A questão da necessidade está esclarecida, mas a disponibilidade da indústria para acompanhar as necessidades do mercado não tanto. Foi consensual a necessidade de tempo para uma maior maturação da tecnologia.

Mais antenas, maior capacidade da rede? O que é que isto significa ao nível do consumo energético? Outras questões…

Este tema foi introduzido pelo público, e em resposta os operadores disseram não ter dados suficientes, dada a pequena dimensão dos estudos que realizaram até hoje. Com base nas informações partilhadas pelos homólogos chineses o consumo das estações irá no mínimo duplicar. No entanto, a relação de energia por bit de informação decresce.

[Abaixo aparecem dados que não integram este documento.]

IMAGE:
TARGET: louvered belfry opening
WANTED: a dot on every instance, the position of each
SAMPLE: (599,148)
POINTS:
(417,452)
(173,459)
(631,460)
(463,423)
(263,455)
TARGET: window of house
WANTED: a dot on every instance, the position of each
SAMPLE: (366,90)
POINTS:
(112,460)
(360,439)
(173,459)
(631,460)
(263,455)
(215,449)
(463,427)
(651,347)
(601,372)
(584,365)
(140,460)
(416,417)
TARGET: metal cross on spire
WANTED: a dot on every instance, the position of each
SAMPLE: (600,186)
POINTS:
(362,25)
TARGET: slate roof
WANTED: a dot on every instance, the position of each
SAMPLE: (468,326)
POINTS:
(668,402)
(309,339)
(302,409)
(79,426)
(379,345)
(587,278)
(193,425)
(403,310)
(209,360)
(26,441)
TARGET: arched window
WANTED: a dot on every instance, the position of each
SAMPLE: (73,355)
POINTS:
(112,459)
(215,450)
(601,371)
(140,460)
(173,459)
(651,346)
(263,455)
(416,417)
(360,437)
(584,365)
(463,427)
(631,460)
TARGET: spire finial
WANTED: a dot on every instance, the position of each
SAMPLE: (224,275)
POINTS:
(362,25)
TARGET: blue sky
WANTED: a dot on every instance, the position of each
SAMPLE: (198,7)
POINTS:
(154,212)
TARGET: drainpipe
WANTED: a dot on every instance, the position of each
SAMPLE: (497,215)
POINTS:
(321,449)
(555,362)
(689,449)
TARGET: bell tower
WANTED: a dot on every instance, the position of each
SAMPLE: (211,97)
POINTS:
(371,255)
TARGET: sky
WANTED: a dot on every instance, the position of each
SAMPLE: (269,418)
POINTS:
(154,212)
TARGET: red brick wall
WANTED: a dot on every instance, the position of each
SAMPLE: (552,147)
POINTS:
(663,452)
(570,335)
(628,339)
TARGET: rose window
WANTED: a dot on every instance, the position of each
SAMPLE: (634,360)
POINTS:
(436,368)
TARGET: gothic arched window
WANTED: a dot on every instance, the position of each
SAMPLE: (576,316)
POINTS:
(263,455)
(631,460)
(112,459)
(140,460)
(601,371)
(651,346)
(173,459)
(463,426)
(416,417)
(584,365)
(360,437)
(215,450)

A bateria dos telemóveis aptos para comunicar em 5G também dura menos, mas espera-se uma evolução desta indústria no sentido da eficiência.

A Vodafone anunciou ainda que vai desligar as redes mais antigas (2G e 3G, eventualmente), o que poderá compensar parte deste aumento e salientou ainda o desenvolvimento de algoritmos, já presentes nas suas tecnologias, que permitem reduzir o consumo das infraestruturas quando o tráfego é menor (dando o exemplo das zonas industriais durante a noite).

Outra das questões que surgiu da plateia teve que ver com a possibilidade de recorrer a tecnologias de fonte aberta (open source) para acelerar a inovação, baixar custos e promover uma evolução mais equitativa de todo sector, tendo sido mencionada a iniciativa O-RAN, criada pela AT&T, China Mobile, Deutsche Telekom, NTT DoCoMo e Orange, que em parceria com a Linux Foundation criou a O-RAN Open Source Community para desenvolver e disponibilizar módulos tecnológicos deste modo. Em resposta os representantes das diversas empresas referiram que este tipo de projectos estão tecnologicamente atrasados pelo que implicariam um desenvolvimento interno e acarretariam potenciais riscos que preferem não correr.